We don’t always pay attention to this important fact.
One meaning is closer to the meaning of the word “reason”, the other is normally applied to inanimate objects.
When I ask you why you did something, the normal assumption is that I am asking about a chain of reasoning that led you to choose an action.
I am asking for your reason for doing it.
Presumably you had a goal.
You thought about that goal and realized that performing some specific action would likely lead to that achieving that goal.
We played soccer last Sunday and you passed the ball to John.
Why?
Your answer would involve your belief that John was in the best position to score a goal.
When I ask what caused the earthquake, that is a different question.
The answer has to do with movement of tectonic plates and the build-up of pressure.
It has nothing to do with a goal or a belief that some choice might lead to that goal.
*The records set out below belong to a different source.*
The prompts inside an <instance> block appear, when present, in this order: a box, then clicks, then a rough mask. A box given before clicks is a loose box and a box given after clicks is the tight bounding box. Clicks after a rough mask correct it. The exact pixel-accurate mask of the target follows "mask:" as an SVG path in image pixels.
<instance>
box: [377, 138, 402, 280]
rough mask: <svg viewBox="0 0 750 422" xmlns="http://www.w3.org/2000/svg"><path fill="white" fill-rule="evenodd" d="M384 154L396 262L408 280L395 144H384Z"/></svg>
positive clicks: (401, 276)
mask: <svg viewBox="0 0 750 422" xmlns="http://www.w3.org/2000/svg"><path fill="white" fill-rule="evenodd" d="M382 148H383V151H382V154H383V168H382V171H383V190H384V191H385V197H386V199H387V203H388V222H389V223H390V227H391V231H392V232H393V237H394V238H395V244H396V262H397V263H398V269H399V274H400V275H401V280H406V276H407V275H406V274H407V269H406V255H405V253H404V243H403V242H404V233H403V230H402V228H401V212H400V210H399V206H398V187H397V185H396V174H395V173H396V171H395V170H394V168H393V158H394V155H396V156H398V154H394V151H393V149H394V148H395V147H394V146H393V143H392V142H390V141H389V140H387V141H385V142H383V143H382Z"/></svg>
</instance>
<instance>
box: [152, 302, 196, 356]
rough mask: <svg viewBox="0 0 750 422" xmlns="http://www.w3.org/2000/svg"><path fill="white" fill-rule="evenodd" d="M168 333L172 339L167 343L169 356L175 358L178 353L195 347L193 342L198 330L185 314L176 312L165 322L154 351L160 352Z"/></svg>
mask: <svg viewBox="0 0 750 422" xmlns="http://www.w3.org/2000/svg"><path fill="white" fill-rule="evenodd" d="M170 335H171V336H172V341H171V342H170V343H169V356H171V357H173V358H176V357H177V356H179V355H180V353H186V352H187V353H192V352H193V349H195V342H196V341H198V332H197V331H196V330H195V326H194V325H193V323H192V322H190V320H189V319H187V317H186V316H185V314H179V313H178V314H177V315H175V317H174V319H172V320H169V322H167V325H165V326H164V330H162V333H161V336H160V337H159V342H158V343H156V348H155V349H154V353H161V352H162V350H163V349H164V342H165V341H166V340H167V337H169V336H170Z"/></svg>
We use words like “why” and “cause” in both the soccer and earthquake scenario.
But their meanings are barely related.
Now imagine I ask you why you got so angry with John for missing the goal and why you started yelling at him.
Did you stop to think which kind of “why” was appropriate?
You could have answered that your goal was to improve John’s playing so that he would be less likely to miss next time. You coldly realized that yelling at him would make him concentrate better next Sunday.
On the other hand, you could answer that there was no purpose you were trying to
achieve. You have traumas from childhood about being dropped from your junior school soccer team. When a team-mate lets you down, you lose control and start going crazy.
That would be a totally different type of cause.
Let’s take a different example.
Human beings are well adapted for surviving. The cause of these adaptations is the fact that those that had them were more likely to survive and produce offspring.
That does not necessarily mean that in our minds there is ever-present will to survive.
Sure. A desire to survive would be a good adaptation for actually surviving.
However, there might be other ways.
The need for the family to survive is another way of passing down genes.
Worker bees are sterile. They will never have children. However, that mechanism built into their genes is exactly why they survived.
We may think explicitly about the goal of survival and create strategies to make sure it happens. But we also have many other goals, and even our survival can take second place to those goals.